Ok, parliamoci chiaro: il panorama delle pensioni in Italia sta per cambiare nuovamente e, come sempre, ci troviamo di fronte a un bivio pieno di scelte e opzioni. Tra queste, il fondo Espero, il TFS e il TFR, senza dimenticare la nuova tassazione del 25% introdotta dallo Stato. Capire come muoversi in questo labirinto non è semplice, perciò ho deciso di fare un po’ di chiarezza per aiutarti a navigare meglio tra queste acque.
Che cos’è il fondo Espero?
Partiamo dal fondo Espero. Questo fondo di previdenza complementare è stato specificamente pensato per i lavoratori della scuola e dell’università . L’idea di base è quella di offrire un’opzione per integrare la pensione pubblica, soprattutto ora che le prospettive future sembrano suggerire importi più bassi rispetto al passato.

Ma ecco il bello: aderire al fondo Espero potrebbe essere una mossa astuta. Perché? Perché oltre a garantirti un’integrazione pensionistica, ti consente di beneficiare di alcuni vantaggi fiscali non indifferenti, come le detrazioni sulle tasse che paghi ora e una tassazione agevolata al momento del recupero del capitale.
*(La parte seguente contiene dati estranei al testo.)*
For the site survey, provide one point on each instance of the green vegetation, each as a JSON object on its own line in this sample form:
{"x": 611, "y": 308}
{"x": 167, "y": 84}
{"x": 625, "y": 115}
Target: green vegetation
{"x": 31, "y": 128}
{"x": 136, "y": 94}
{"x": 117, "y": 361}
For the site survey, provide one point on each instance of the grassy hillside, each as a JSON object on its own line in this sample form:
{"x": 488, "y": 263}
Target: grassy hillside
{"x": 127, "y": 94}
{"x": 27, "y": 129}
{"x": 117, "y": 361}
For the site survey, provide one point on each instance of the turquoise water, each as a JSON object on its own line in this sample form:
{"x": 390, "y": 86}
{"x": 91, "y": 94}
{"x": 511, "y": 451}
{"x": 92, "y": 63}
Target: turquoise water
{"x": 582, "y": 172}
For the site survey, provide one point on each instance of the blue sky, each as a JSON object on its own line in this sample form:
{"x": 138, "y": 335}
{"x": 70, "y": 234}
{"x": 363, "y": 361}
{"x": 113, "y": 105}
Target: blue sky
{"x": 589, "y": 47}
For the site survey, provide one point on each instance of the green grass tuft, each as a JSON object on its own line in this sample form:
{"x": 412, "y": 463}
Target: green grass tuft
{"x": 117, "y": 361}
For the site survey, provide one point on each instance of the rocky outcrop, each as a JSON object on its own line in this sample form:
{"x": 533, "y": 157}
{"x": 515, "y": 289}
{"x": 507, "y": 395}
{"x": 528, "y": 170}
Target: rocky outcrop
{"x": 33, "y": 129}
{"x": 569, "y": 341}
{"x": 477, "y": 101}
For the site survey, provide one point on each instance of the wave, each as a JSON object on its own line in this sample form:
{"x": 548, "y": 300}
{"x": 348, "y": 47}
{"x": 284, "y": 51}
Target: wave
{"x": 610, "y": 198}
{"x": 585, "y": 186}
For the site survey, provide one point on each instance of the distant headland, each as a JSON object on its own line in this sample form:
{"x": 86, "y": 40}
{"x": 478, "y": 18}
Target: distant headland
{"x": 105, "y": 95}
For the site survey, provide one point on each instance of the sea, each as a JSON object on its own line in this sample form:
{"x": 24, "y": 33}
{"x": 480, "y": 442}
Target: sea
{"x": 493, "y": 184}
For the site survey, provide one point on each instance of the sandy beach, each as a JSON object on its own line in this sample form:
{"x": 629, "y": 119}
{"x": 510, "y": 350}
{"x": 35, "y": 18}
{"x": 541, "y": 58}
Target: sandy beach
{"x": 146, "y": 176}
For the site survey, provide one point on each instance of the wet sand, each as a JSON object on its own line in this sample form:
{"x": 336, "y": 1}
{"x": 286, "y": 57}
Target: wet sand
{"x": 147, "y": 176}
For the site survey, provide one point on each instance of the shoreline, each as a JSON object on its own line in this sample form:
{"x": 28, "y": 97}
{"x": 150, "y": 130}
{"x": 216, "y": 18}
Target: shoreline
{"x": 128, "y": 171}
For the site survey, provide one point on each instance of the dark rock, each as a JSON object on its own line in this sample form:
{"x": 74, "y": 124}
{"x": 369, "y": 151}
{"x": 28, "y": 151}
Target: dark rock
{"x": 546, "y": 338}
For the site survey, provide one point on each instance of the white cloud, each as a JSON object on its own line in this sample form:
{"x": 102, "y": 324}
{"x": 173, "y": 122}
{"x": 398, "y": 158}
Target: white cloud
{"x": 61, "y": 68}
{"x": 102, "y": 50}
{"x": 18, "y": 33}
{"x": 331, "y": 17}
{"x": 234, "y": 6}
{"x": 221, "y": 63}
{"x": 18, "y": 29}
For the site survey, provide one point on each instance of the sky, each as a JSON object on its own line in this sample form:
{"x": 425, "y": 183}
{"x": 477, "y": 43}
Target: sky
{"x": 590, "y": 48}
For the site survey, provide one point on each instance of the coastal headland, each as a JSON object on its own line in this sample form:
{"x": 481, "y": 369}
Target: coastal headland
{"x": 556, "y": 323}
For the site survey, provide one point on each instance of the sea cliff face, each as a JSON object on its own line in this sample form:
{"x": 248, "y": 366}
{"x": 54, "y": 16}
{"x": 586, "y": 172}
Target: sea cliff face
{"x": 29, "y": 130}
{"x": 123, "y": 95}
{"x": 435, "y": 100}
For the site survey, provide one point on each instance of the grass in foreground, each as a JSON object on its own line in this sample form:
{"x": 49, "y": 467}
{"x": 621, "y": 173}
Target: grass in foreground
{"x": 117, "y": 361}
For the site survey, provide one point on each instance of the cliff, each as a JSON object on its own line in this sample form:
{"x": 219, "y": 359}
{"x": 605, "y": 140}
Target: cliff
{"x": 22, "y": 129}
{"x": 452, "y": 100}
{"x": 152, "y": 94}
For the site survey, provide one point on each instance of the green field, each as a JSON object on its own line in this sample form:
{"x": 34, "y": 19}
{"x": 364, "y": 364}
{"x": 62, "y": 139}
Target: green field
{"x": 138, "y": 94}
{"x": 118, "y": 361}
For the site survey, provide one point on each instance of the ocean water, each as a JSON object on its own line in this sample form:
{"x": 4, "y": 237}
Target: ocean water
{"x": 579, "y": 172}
TFS vs TFR: quale conviene di più?
Passiamo ora al confronto tra Trattamento di Fine Servizio (TFS) e Trattamento di Fine Rapporto (TFR). Sai qual è la differenza principale? Il TFS è quello che riguarda i lavoratori pubblici, mentre il TFR è per i lavoratori del settore privato. Detto tra noi, la scelta tra TFS e TFR non è solo una questione di settore lavorativo. Il TFS, ad esempio, tende a essere calcolato su una base più vantaggiosa, e per molti rappresenta una sorta di “pensione aggiuntiva” che viene erogata in un’unica soluzione o tramite rateizzazione.
Ma attenzione al dettaglio che molti sottovalutano: dal 2026, lo Stato tratterrà il 25% su quanto maturato nel TFS per i nuovi pensionati. Questo significa che potresti ricevere meno di quello che avevi previsto. Un aspetto che sfugge a chi vive in città e si aspetta che il proprio fondo pensione lavori come sempre.
La tassazione del 25% sulle pensioni
Arriviamo quindi alla questione spinosa: la tassazione del 25%. Perché lo Stato ha deciso di introdurre questa aliquota? La risposta è semplice ma amara: per cercare di coprire il deficit del sistema pensionistico pubblico. Questa tassazione si applica al TFS, e da qui nasce l’importanza di valutare bene se e quanto convenga versare in un fondo pensione complementare come Espero, che offre una tassazione più favorevole al momento del recupero del capitale.
Te lo dico per esperienza, non lasciare che queste percentuali ti spaventino senza prima aver fatto i tuoi calcoli. Considera che il fondo Espero, ad esempio, prevede una tassazione finale intorno al 15%, decisamente inferiore rispetto al 25% del TFS. Questo può fare una grande differenza nel lungo periodo, soprattutto se stai pianificando una pensione che ti permetta di mantenere il tuo standard di vita.
Come fare la scelta giusta?
Ora viene il bello: come decidere cosa fare? Primo, valuta la tua situazione individuale. Se lavori nel pubblico, il TFS è inevitabile, ma potresti considerare di integrarlo con un fondo come Espero. Se sei nel privato, il TFR è la norma, ma anche qui, un fondo complementare potrebbe offrirti vantaggi non trascurabili.
Secondo, pensa a lungo termine. La pensione sembra lontana quando sei nel pieno della tua carriera, ma ogni decisione che prendi oggi può avere un impatto significativo sul tuo domani. Infine, non avere paura di chiedere aiuto a un consulente finanziario. Queste decisioni possono cambiare la vita, e avere al tuo fianco un esperto può fare la differenza.
Ho imparato sulla mia pelle che navigare tra fondo Espero, TFS, TFR e la nuova tassazione del 25% richiede attenzione e un buon piano. Ma con le informazioni giuste e una strategia chiara, puoi fare scelte informate che proteggeranno il tuo futuro finanziario. Ricorda, ogni stagione della vita richiede le sue strategie, e la pensione non è da meno!